莊錦復被掐得呼吸不暢,放下劍,也掐上古婉的脖子,哽著聲道:我在乎誰與你何干。
你別走我的老路。古婉被掐得臉漲紅,語氣憤憤,我最恨你這種口口聲聲說要維護蒼生,絕不沾染情愛的正義之士。
這他爹的無情道有什么破不得!
僵持中,一道甜媚的聲音響亮地喊過來。
你放開我師尊!
否則我就把她打得煙消云散!
苓術挾持著那紅衣聻回來,用妖力拘著,一手抓著她身上的人皮,做著隨時要撕破的準備。
你敢。古婉狠厲的目光掃過來。
你看我敢不敢。苓術絲毫不怯,甜媚的聲音說這話沒什么殺傷力,反而有種嬌嗔感,你放開我師尊,我就放開她。
那紅衣聻怯怯地喚著古婉:阿姊救我,嗚嗚嗚。
古婉嫌棄地看了一眼莊錦復,松下手中的力道,她松了手,莊錦復也沒繼續抓著,兩人從地上起來,古婉破了結界,剛剛為防止銀雨干擾,把她攔在了結界外。
銀雨連忙過去扶住莊錦復,拍拍她身上污泥。
古婉走近苓術,苓術拉著紅衣聻后退,古婉握緊長矛,在地上震了一下,示意她要小心她手中的兵器,道:你還想耍什么花招?
你把我們想要的東西給我。
古婉一臉茫然,皺眉道:什么東西?
苓術也茫然地看向銀雨,銀雨別過臉:別看我啊,我不能說的。
銀雨的消息難道還可能有錯嗎?她沒有誤導自己的理由。那還剩一種可能,古婉不知道自己身上有令牌。
能直接告訴她自己想要什么嗎?
如果她知道了,會不會將令牌銷毀?
所以有一個辦法:留在古婉身邊,直到找到令牌為止。胡施的令牌是在儲物空間里,會不會古婉身上這塊令牌也在儲物空間里?
苓術靈機一動,計上心來:我要你的心。
古婉怔愣住,有種吃了屎的感覺:你好土。
苓術的話捶打莊錦復的玻璃心上,她說什么?
我要你的心。

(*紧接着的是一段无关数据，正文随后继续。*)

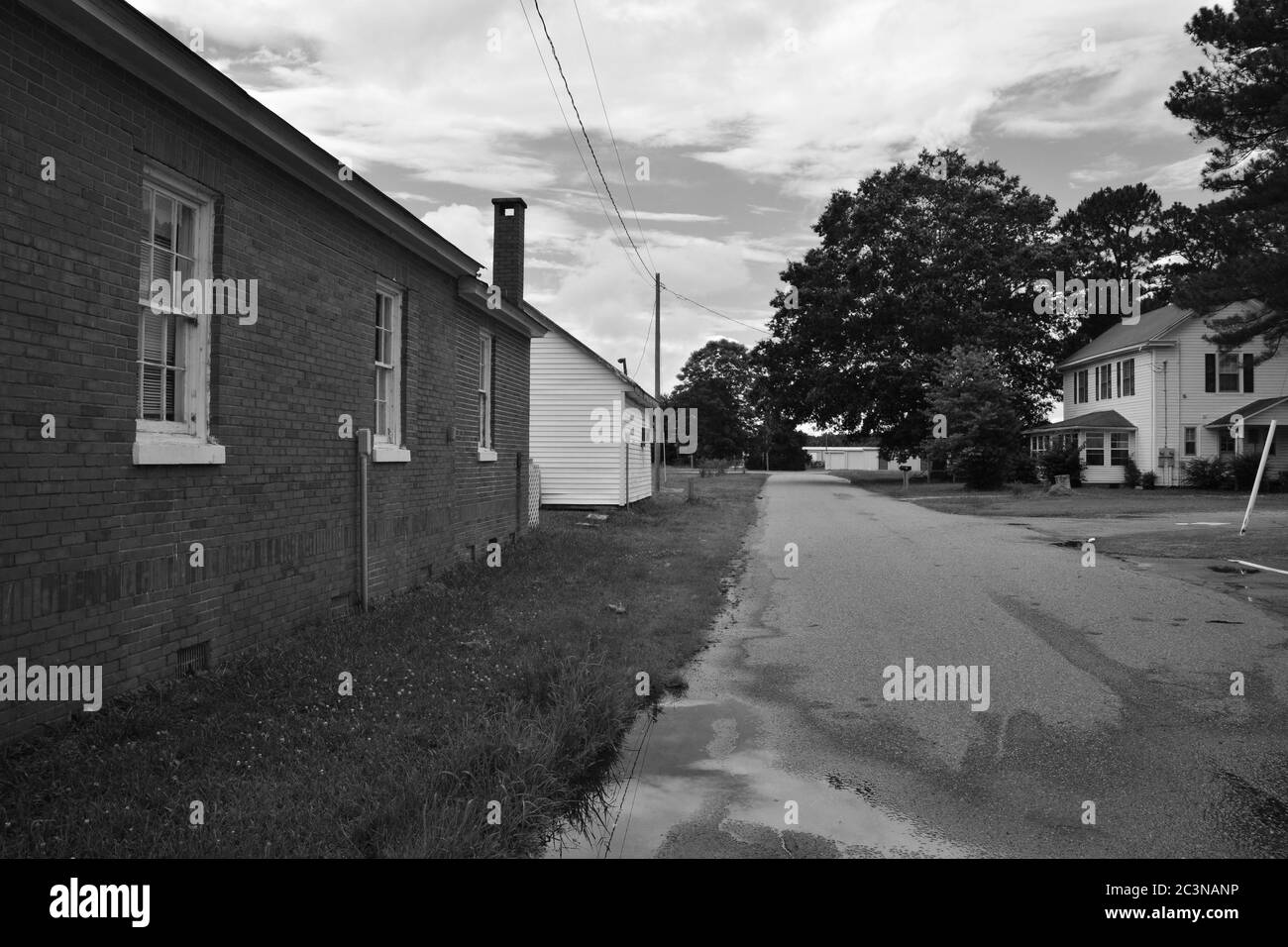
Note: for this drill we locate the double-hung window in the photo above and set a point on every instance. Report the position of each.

苓術重復了一遍。
紅衣聻想踹苓術一腳,卻發現自己沒有腳,腿腳下面的皮破破爛爛地掛著,這是剛才與苓術打斗的時候撕破的,她委屈地道:你不許喜歡她,她是我的。
苓術諷刺她:你連一具身體都沒有,連鬼都不算,披著一身人皮也是破破爛爛的,你也配喜歡她?
紅衣聻聽完就哭了起來:你不許說我!嗚嗚嗚然后低頭看自己,確實是破破爛爛的,胸口破開一個大洞,腳下的皮爛了,手上的皮也干裂了,露出大地干旱時土地皸裂的干痕,她自卑不已,更難過了。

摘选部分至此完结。